BOLT Egyptian-English Word Alignment Training -- Discussion Forum 

                 Linguistic Data Consortium

 Authors: Xuansong Li, Katherine Peterson, Stephen Grimes, Stephanie Strassel
            

1. Introduction

 The DARPA BOLT Program created new techniques for automated translation
 and linguistic analysis that can be applied to informal genres of text
 and speech common to online and in-person communications. LDC supports the
 BOLT Program by collecting informal data sources including discussion forums,
 text messaging and chat and conversational telephone speech in English,
 Chinese and Egyptian Arabic, and applying annotations including translation,
 word alignment, Treebanking, PropBanking, co-reference and queries/responses.

 Word alignment data is contained in this release. In machine translation, word
 alignment is a crucial intermediate stage indicating corresponding word
 relations in parallel text. Word alignment data for this release is built on
 Treebank annotation. Tokens resulted from treebank annotation (including empty
 categories/traces) are directly extracted for word-level alignment.

 The word alignment annotation in this release is linguistic-orientated and
 supported by linguistic theories, aiming to reach a variety of users from NLP
 fields as well as other research/education fields. For MT research, the data is
 intended for all MT performers with varying MT models. The annotation data format
 is designed to allow MT users to flexibly tailor or customize the annotation for
 different uses. Please see section 8 of this document as to how correctly use 
 the data for your model. 
 
 This release includes the corpus BOLT Egyptian-English Word Alignment Training -- 
 Discussion Forum. This file contains documentation for this corpus.  

2. Source Data Profile

2.1 Data Source and Selection

 Data used for word alignment are discussion forum posts harvested on-line at 
 LDC in 2012 for the BOLT project. Threads were collected based on the results 
 of manual data scouting by native speaker annotators. Scouts are instructed 
 to seek content that is in the Egyptian language; original (written by the 
 post's author rather than quoted), interactive, and informal.

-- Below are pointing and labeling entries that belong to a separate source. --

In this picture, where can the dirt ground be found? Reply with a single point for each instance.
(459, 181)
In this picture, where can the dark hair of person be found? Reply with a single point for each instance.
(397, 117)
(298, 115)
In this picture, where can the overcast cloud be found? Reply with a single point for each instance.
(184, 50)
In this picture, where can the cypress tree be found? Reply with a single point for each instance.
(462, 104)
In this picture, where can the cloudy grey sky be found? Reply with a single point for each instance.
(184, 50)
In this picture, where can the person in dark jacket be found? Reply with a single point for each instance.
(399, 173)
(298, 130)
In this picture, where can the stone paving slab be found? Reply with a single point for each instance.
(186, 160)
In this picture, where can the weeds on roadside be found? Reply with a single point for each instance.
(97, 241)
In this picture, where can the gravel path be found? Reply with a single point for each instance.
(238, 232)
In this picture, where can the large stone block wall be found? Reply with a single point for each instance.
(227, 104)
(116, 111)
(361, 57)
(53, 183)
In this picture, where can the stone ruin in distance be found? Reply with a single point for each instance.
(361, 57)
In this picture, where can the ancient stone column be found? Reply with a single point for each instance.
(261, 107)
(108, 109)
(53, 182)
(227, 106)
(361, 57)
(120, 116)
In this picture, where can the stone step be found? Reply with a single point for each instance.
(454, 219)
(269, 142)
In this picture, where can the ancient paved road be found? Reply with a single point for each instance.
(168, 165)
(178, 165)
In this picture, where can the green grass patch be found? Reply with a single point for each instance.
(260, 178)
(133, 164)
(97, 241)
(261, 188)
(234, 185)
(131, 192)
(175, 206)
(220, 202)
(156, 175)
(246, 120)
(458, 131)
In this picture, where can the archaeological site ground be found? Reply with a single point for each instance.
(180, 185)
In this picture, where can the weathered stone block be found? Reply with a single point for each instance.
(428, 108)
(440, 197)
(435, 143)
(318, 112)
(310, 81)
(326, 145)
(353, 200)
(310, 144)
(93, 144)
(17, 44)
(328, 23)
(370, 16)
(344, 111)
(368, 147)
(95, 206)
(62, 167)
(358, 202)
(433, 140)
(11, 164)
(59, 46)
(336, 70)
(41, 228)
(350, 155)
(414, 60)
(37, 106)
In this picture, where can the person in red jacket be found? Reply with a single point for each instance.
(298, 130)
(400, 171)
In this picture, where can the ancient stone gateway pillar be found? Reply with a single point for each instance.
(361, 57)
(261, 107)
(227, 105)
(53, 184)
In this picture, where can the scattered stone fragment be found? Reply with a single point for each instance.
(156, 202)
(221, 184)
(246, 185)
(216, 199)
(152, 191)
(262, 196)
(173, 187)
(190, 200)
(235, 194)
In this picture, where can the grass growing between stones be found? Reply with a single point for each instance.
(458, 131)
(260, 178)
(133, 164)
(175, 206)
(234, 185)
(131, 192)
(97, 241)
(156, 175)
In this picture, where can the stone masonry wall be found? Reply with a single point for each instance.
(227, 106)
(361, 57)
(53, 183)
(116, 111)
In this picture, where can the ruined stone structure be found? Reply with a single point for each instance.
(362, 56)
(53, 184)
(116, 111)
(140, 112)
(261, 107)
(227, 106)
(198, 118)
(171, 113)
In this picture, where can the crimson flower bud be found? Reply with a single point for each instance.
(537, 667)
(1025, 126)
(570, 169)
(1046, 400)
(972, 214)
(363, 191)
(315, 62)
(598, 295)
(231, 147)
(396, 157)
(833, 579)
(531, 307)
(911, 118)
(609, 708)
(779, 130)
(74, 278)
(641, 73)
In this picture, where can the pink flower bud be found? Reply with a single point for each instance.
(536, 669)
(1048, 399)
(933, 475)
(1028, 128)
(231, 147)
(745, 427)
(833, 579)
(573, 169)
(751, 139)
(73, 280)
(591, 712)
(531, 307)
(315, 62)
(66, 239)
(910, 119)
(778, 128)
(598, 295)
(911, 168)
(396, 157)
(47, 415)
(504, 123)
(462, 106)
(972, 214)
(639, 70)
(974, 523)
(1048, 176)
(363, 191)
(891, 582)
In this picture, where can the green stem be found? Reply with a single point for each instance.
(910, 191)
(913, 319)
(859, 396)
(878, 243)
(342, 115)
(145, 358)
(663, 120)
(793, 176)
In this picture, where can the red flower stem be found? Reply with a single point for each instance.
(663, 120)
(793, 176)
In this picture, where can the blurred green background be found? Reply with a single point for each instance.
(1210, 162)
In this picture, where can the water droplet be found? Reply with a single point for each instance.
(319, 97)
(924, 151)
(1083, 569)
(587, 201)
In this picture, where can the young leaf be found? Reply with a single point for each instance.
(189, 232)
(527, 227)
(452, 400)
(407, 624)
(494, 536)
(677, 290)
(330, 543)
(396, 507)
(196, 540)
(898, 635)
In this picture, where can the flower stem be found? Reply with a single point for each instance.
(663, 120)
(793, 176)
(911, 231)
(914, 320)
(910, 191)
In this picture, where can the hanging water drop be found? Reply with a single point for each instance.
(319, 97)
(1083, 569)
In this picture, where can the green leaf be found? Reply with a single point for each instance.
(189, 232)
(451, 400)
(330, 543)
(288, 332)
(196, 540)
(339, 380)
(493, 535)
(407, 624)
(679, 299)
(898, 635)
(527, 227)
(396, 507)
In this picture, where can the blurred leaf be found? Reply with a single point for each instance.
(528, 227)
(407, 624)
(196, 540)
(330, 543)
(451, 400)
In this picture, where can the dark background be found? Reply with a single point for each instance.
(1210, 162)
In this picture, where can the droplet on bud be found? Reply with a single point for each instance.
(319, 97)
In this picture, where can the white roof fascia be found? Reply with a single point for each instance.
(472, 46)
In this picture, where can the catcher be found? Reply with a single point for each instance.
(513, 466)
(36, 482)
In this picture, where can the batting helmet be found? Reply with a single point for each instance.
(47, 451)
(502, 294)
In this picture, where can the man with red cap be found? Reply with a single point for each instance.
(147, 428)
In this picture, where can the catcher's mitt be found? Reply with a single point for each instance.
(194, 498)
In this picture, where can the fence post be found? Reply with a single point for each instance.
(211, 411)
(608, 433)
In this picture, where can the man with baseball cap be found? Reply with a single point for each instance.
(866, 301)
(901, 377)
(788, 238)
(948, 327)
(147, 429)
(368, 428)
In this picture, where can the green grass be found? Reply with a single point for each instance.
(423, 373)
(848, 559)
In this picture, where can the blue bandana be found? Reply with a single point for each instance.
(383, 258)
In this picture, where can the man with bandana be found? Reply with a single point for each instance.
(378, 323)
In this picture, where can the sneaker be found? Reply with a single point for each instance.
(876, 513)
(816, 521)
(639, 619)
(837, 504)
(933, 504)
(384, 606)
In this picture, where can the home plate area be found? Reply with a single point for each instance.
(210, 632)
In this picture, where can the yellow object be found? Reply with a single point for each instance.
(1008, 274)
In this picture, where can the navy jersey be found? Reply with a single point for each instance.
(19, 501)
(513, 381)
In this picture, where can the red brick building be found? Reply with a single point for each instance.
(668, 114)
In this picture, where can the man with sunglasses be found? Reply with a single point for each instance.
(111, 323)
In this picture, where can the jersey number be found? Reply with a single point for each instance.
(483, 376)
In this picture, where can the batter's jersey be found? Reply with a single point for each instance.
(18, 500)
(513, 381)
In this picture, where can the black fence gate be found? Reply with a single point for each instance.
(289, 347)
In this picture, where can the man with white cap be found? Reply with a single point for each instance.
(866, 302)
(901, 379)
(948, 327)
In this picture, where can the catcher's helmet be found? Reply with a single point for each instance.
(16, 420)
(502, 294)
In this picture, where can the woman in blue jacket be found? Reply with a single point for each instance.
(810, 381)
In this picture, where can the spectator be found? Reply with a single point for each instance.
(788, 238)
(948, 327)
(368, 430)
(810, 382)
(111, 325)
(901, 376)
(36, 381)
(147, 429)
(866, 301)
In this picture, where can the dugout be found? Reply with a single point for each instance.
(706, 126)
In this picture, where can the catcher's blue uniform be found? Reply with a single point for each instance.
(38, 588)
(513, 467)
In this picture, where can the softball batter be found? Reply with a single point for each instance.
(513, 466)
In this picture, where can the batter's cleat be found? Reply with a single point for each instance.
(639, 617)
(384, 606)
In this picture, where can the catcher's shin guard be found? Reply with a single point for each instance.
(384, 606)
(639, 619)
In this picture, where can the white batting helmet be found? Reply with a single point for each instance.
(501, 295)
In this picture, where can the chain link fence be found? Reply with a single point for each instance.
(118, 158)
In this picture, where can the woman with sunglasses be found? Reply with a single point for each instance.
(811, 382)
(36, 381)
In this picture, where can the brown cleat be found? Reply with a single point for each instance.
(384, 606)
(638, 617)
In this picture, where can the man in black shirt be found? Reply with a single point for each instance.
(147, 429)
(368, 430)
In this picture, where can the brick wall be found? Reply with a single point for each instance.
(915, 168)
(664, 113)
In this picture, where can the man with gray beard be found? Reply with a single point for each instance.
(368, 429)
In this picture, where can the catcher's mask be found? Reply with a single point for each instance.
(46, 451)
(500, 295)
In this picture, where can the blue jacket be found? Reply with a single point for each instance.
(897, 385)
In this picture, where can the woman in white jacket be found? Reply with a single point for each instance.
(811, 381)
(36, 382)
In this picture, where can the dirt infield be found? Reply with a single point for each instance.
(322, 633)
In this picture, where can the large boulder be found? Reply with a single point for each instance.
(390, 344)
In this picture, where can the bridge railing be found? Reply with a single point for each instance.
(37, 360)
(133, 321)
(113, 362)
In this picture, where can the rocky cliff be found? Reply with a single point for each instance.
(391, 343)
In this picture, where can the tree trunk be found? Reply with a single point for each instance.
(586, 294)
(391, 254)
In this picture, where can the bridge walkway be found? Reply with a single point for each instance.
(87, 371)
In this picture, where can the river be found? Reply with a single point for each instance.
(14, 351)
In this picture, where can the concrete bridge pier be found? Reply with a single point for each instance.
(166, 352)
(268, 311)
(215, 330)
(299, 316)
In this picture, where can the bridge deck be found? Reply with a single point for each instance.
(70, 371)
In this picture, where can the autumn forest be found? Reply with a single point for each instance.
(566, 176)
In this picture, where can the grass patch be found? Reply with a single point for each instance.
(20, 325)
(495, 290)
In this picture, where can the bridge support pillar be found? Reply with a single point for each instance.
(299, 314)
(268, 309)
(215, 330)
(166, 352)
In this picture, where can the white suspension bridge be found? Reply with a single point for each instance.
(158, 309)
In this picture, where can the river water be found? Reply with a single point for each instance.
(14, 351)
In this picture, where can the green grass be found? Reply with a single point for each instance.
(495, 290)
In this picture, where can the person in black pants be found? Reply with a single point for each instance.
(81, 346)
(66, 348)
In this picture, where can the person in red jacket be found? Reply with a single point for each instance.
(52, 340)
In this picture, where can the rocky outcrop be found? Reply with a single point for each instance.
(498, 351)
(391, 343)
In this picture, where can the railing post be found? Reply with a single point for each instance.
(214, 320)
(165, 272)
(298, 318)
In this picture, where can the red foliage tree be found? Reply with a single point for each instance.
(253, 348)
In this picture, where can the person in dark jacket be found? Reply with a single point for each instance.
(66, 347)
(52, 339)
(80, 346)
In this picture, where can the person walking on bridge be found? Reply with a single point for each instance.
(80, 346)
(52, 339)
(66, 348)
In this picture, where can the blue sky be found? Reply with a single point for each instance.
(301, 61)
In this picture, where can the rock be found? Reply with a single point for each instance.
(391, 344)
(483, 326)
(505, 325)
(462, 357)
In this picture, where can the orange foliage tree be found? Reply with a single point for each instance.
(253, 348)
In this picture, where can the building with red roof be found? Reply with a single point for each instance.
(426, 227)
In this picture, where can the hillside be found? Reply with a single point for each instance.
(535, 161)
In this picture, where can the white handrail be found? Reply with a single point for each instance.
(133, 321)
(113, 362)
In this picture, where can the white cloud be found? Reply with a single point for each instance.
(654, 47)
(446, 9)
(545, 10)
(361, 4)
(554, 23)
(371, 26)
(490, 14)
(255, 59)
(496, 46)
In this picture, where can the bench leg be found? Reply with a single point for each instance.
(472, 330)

 The harvested data was further selected and sentence-segmented at LDC for 
 translation by professional translation agencies. A manual selection procedure 
 was used to choose data appropriate for translation. Selection criteria included
 linguistic features and and topic features. After selection, selected posts were 
 segmented into sentence units (SU). Then files were assigned to professional 
 translators for careful translation. Translators followed LDC's BOLT Translation 
 guidelines. After translations were completed, bilingual LDC staff performed
 quality control by selecting a proportional sample from each delivery and
 scrutinizing it for mistakes. 

 Egyptian source tree tokens for word alignment were automatically extracted from 
 tree files of BOLT Egyptian Arabic Treebank annotation done on the source 
 discussion forum data harvested by LDC in 2012. The treebank annotation was  
 performed in 2012 and 2013. The Egyptian treebank annotation went through two 
 stages: POS-tagging and syntactic annotation. 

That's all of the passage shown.